4. Integration of IEM with low noise CMOS SPAD arrays
Now we integrate the lifetime extraction block with a 32 × 32 SPAD pixel array (split into two 32 × 16 SPAD arrays with h = 50ps and h = 160ps). Each SPAD pixel contains a 10-bit TDC, and for each column there is a serializer to minimize the pad number. The details of the SPAD chip and in-pixel TDCs were reported in Ref. 9. The SPAD array is capable of generating data at a frame rate over 500kHz. Figure 5(a) illustrates how the lifetime extraction algorithm works with the existing SPAD array on FPGA. First the serial data is deserialized and the output data (10-bit for each column) is connected to a housekeeper to be normalized to a format required by the IEM. The lifetime extraction module has two extra control signals FIRST and LAST sent from the GUI via USB connection. These two numbers can be generated automatically by locating the peak of the histogram during the measurement setup and characterization phase. After they have been acquired, the system starts lifetime calculations. From Eq. (1), two registers are required to store the denominator NFIRST – NLASTand the numerator respectively. Figure 5(b) shows the imager assembly on an EPFL LASP motherboard containing two Xilinx Virtex-II Pro FGPAs. Figure 6(a) and 6(b) show the number of bits required for the register to store Nc in two different modes. The GUI allows end users to set the parameters L, C, M, and h for fixed accuracy or fixed total count update. For the former mode, it takes more time to update longer lifetimes, whereas for the later mode, there is an optimized accuracy at . To reach real-time imaging, a lower C (or L) with a higher h can be chosen with averaging and filtering functions implemented for image enhancement. The extracted lifetime, the counts Nc, and (NFirst – NLast) are stored in on-FPGA memory. The IEM block only uses 11% of 4-input look-up tables and 1,248 16 × 1 RAMs ( = 20k bits) of a Virtex-II Pro FPGA.

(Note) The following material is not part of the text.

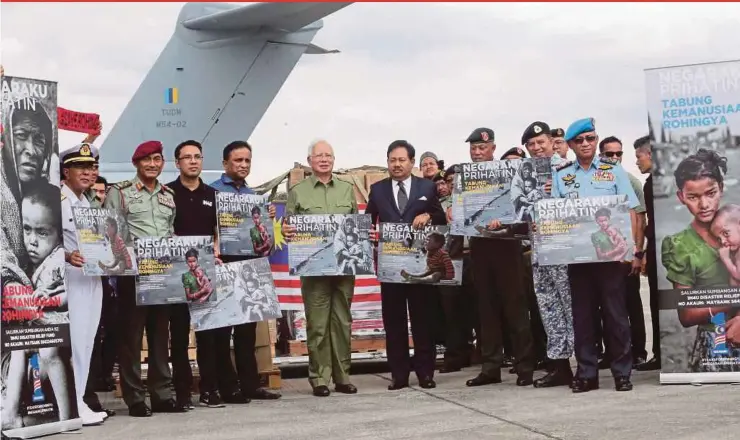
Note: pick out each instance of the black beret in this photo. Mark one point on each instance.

Fig. 6 Number of bits required to store Nc for (a) fixed accuracy mode and (b) fixed total count mode.
5. Experimental results
For experimental demonstration of the proposed IEM hardware lifetime calculation algorithm, a fluorescence lifetime imaging system was set up on a Nikon TE2000U inverted microscope as shown in Fig. 7 . A PicoQuant pulsed diode laser with a wavelength of 470nm coupled through the epi-fluorescence port of the microscope was used as excitation source. The sample was imaged onto the 32 × 32 SPAD camera prototype. Because of the small active area of the array (1.6mm2) most images presented here used a de-magnifying image relay to achieve a reasonably large field of view. The laser pulse rate is 20MHz (when applied to the 32 × 16 array with h = 160ps, the TDC range is not fully employed and there is a stop signal for the TDC to define a proper range), and the maximum power reaching the back focal plane of the objective is about 90μW. The lifetime estimates are calculated on the camera’s motherboard and then passed to a GUI on the computer via a USB link.
Fig. 7 Schematic and photo of the experimental setup. A standard Nikon B2-A filter cube was used for the fluorescence imaging.

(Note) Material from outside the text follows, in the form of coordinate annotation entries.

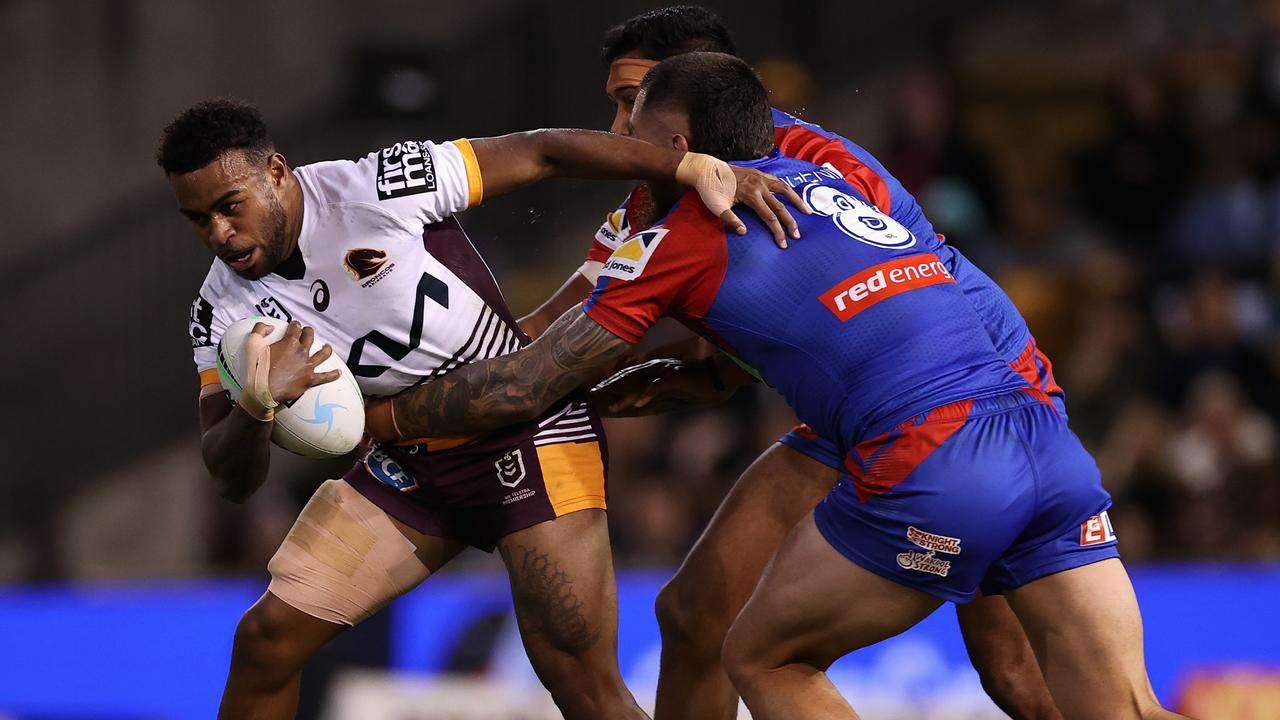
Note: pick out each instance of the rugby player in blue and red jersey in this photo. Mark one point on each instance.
(696, 606)
(959, 473)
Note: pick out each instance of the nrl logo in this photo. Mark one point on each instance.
(511, 468)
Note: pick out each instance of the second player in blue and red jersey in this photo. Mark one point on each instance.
(960, 472)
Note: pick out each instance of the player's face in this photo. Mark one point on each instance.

To test the performance of the system, glass capillaries filled with Rhodamine 6G in water (100μM) were imaged at different laser intensities. This should yield a uniform fluorescence lifetime throughout the field of view, despite the fact that there were some intensity differences due to slightly uneven illumination of the sample. The accuracy was estimated from the mean value and standard deviation of the lifetime estimates across the whole field of view. The detector’s dynamic range and update rate were tested and by changing the intensity of the excitation light. In Table 1 , the excitation laser power is varied from 87μW to 1.8μW, and the measured photon count rate decreases accordingly from 109kHz down to 2.1kHz, whereas the lifetime update time increases from 0.5 to 20.3 seconds. The SNR (τave/στ in dB) in most cases is larger than 23dB. These results are obtained without micro-lenses mounted on the camera prototype.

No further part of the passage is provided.